Ahora, si usted piensa que es que existe un elevador o algo por el estilo para que los empleados de la cima suban, o para subir todos los productos que se venden allá arriba, pues sepa que está equivocado.

Los antioqueños son de las personas con mejor condición física que he visto. Recuerden que el ciclismo es el deporte nacional, y gran parte del mismo lo practican aquí subiendo montañas. Y esto de arriba ya no es deporte, es puro trabajo. O masoquismo. Aunque a veces viene siendo lo mismo.
Bueno, después de sentirme como un insecto insignificante al ver cómo hombres con bastante peso a cuestas me rebasaban, pero a la vez animado por ver a los no-antioqueños pasar las de Caín como yo para subir, llegué finalmente a la cima, y tuve mi vista de la comarca.

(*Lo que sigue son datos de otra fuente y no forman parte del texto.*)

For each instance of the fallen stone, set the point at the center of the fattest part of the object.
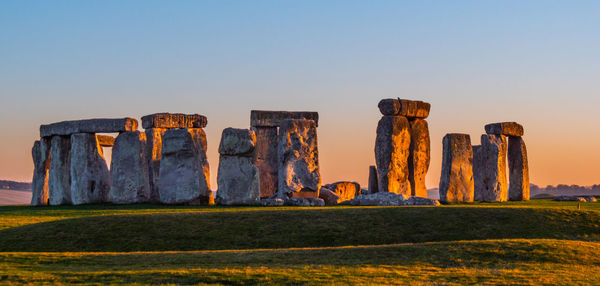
(104, 125)
(106, 141)
(391, 155)
(505, 128)
(456, 182)
(491, 169)
(263, 118)
(373, 186)
(59, 180)
(417, 201)
(265, 153)
(345, 190)
(419, 157)
(174, 120)
(183, 177)
(298, 159)
(90, 178)
(272, 202)
(378, 199)
(330, 198)
(153, 155)
(518, 168)
(238, 142)
(129, 169)
(41, 162)
(305, 202)
(238, 181)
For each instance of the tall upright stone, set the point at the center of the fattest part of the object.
(419, 157)
(518, 169)
(90, 177)
(299, 174)
(392, 148)
(492, 169)
(41, 161)
(152, 156)
(184, 169)
(59, 182)
(129, 169)
(456, 181)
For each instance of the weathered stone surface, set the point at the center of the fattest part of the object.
(491, 169)
(456, 182)
(330, 198)
(106, 141)
(404, 107)
(417, 201)
(272, 202)
(174, 120)
(419, 157)
(373, 185)
(263, 118)
(41, 161)
(346, 190)
(90, 178)
(238, 181)
(59, 181)
(129, 169)
(378, 199)
(505, 128)
(305, 202)
(298, 159)
(102, 125)
(238, 142)
(265, 154)
(183, 175)
(391, 154)
(518, 167)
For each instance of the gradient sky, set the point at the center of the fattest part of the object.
(476, 62)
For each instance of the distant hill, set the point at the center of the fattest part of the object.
(12, 185)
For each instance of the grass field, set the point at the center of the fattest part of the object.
(537, 242)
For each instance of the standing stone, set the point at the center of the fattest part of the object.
(492, 169)
(298, 155)
(237, 177)
(59, 182)
(345, 190)
(90, 178)
(129, 169)
(183, 175)
(456, 182)
(41, 161)
(518, 170)
(373, 186)
(418, 160)
(152, 156)
(266, 160)
(391, 155)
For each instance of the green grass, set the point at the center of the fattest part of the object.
(531, 243)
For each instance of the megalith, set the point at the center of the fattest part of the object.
(518, 169)
(299, 174)
(419, 156)
(184, 169)
(129, 169)
(392, 148)
(237, 177)
(491, 169)
(59, 181)
(90, 177)
(456, 181)
(41, 162)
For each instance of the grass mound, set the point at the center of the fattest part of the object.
(285, 228)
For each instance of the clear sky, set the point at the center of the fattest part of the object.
(476, 62)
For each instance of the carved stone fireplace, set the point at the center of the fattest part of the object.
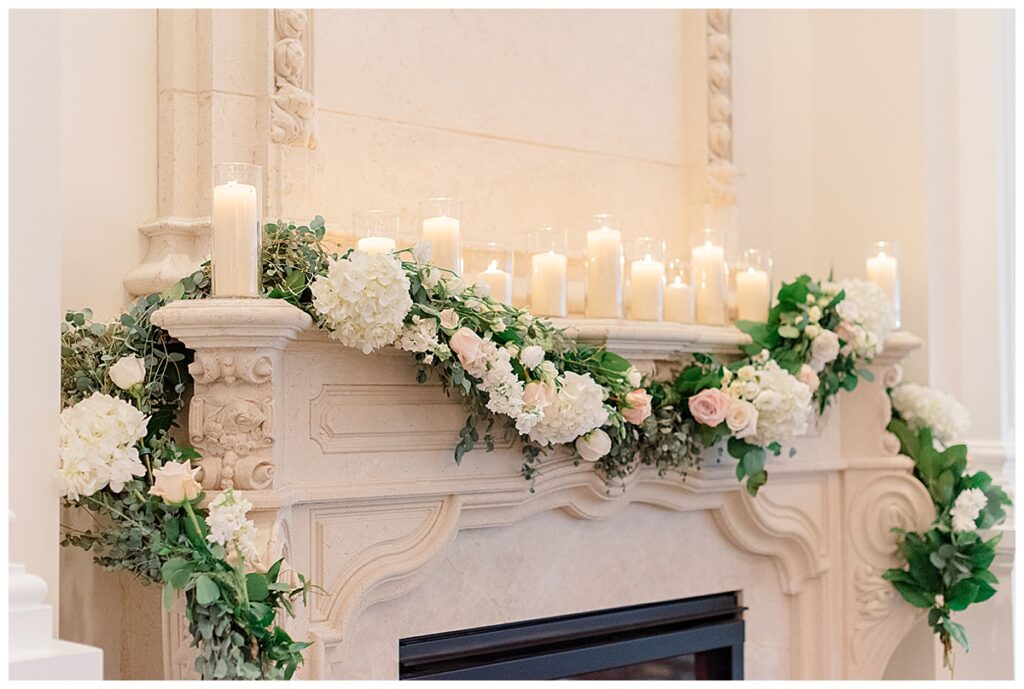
(348, 463)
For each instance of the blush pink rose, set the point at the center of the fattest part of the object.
(467, 345)
(709, 406)
(637, 406)
(539, 394)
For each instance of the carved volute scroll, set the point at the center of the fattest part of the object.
(721, 170)
(293, 106)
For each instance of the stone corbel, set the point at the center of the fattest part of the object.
(175, 248)
(238, 391)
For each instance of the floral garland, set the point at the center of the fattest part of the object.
(123, 384)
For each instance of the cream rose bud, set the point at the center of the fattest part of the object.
(466, 344)
(709, 406)
(531, 356)
(175, 482)
(633, 377)
(807, 376)
(593, 445)
(637, 406)
(450, 319)
(741, 418)
(128, 372)
(539, 395)
(824, 348)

Ahora sólo resta bajar. ¡Pan comido!

Bajar implica que la gravedad pasa de ser el enemigo principal a su más cercano aliado, así que el dolor causado por el esfuerzo físico ya no va a asomar su fea cara más; pero como las cosas no pueden ser tan fáciles, porque si lo fueran ya no sería tan divertido, parece que hicieron los escalones para personas con pies diminutos. Lo bueno es que mujeres (la mayoría) y niños (la mayoría) no van a tener muchas dificultades en bajar. Lo malo es que los hombres (la mayoría) van a tener que santiguarse antes de cada paso. Y, como bono, el suelo está un poco mojado, lo que implica cierto nivel de «me voy a resbalar» que tiene que incluir en sus cálculos matemáticos al bajar.
Una vez abajo usted se pregunta «¿Valió la pena?». Y yo me contesté rápido con un rotundo «SÍ». Si hubiera sido un paseo por el parque ni me molestaba en escribir sobre esto. Lo hubiera hecho, y al terminar lo hubiera olvidado inmediatamente; pero ahora la memoria se queda conmigo por el resto de mi vida, y no como algo negativo que no volvería a hacer, sino como una mini-aventura de la que me puedo reír por ser tan estúpidamente arrogante.
¡Por supuesto que valió la maldita pena!